Like most Nippon Ichi titles, the game also doesn't have you deploy your entire party onto the field before the battle begins. Instead, you begin with just one character - Marona - who isn't very strong on her own. However, she is also the only character with the ability to Confine - literally sending your other characters (the titular phantoms) into objects on the field to give them a physical form. Depending upon the object, it will also add bonuses and penalties to their stats - confining to a rock, for example, will grant them a substantial defense bonus, but a heavy speed penalty. A dead tree will sap the character's HP considerably, but give them a heavy bonus to attack power, and so on. Some objects and enemies also receive "protections" from other objects on the field, which can provide them further bonuses and penalties; these ranging from stat boosts to experience bonuses to being completely immobile.
Each character can also only stay on the field for a given amount of time, with the general trend being that the stronger characters get considerably fewer turns, forcing you to deploy them more wisely. Especially so when there are few confinable out on the field, or even none (which forces you to toss your own weapons out and confine characters to them).

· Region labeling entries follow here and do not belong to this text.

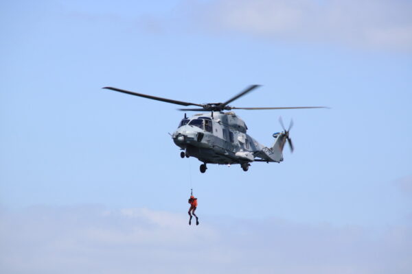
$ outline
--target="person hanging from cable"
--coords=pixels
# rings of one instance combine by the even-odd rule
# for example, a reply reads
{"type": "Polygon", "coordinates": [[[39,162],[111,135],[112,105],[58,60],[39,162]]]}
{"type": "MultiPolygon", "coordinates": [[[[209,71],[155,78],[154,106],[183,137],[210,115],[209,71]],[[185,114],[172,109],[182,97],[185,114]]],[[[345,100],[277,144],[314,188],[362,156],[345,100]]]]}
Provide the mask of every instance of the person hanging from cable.
{"type": "Polygon", "coordinates": [[[190,208],[189,208],[189,212],[187,212],[190,216],[190,219],[189,219],[189,225],[192,225],[192,218],[193,217],[192,214],[193,214],[196,217],[196,225],[198,225],[199,219],[194,214],[194,211],[197,208],[197,198],[195,198],[194,196],[193,196],[192,190],[190,190],[190,198],[189,199],[189,203],[190,203],[190,208]]]}

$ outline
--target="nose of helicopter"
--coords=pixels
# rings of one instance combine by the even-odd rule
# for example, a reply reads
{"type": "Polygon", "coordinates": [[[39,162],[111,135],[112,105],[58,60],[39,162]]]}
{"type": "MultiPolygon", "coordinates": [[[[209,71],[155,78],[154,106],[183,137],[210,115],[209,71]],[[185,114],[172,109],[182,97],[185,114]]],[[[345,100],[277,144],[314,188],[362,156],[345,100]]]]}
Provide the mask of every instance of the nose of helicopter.
{"type": "Polygon", "coordinates": [[[203,137],[203,133],[201,129],[188,125],[179,127],[172,135],[173,141],[178,145],[200,142],[203,137]]]}

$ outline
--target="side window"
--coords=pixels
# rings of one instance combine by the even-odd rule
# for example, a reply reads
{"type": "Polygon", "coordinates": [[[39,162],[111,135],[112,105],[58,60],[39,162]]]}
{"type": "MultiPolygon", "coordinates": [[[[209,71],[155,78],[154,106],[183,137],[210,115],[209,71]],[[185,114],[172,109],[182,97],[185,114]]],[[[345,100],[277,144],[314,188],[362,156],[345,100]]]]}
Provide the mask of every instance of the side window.
{"type": "Polygon", "coordinates": [[[193,125],[194,127],[198,127],[203,129],[203,120],[202,120],[202,119],[192,120],[189,123],[189,125],[193,125]]]}
{"type": "Polygon", "coordinates": [[[205,130],[209,132],[213,132],[211,121],[205,120],[205,130]]]}

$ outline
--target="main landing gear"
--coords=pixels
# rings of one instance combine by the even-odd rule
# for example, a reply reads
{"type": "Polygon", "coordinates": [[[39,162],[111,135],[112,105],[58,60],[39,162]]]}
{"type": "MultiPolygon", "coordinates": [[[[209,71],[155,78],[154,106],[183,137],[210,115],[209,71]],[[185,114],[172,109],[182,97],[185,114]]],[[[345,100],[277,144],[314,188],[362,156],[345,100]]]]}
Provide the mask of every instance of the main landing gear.
{"type": "Polygon", "coordinates": [[[206,172],[206,169],[207,169],[207,168],[206,167],[206,164],[201,164],[200,170],[201,170],[201,172],[202,173],[205,173],[206,172]]]}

So unlike most strategy RPGs, where the emphasis is on outfitting your party and playing to their strengths, Phantom Brave is more about resource management - gathering items, fusing them, unlocking new characters, managing skills, and of course adapting your strategies in the field to get the most out of the limited number of turns a character is granted. It's not the best-balanced thing in the world, but can a spinoff of a franchise known for having characters' stats literally towering into seven-plus digits really be called "balanced" to begin with?
Enemies are also quite fond of picking up characters and weapons and flinging them out of the map entirely, which just leaves even less for you to work with!
So the gameplay is pretty unconventional by strategy RPG standards, but what about the story? Well, that may be where the game falls short to a lot of the Nippon Ichi faithful, who generally come into these games expecting larger than life characters and a lot of weird humor. Instead, Phantom Brave's story is a lot more serious and sad in tone, touching on themes of prejudice, revenge and self sacrifice.
The story follows the tale of Marona, a young girl who is feared and hated among the general populace as the "possessed" for her unique ability to channel phantoms. She takes up a job as a chroma (bounty hunter) to make ends meet, but it seems that everyone is out to get her because of her reputation - from fellow bounty hunters to people finding any excuse to not pay her. Pretty cruel stuff, and not really what you'd expect to see in a game with such a cutesy visual style.
In short, Phantom Brave is a one of Nippon Ichi's experiments that I think turned out rather well. It may not have the same tone as Disgaea or bear much resemblance to any other strategy RPG in terms of design, but it has a unique flair proves to be just as deep in its own way. So if you're looking for something good, albeit unconventional by both Nippon Ichi and strategy RPG standards, give Phantom Brave a go. If nothing else, it's a game you won't soon forget.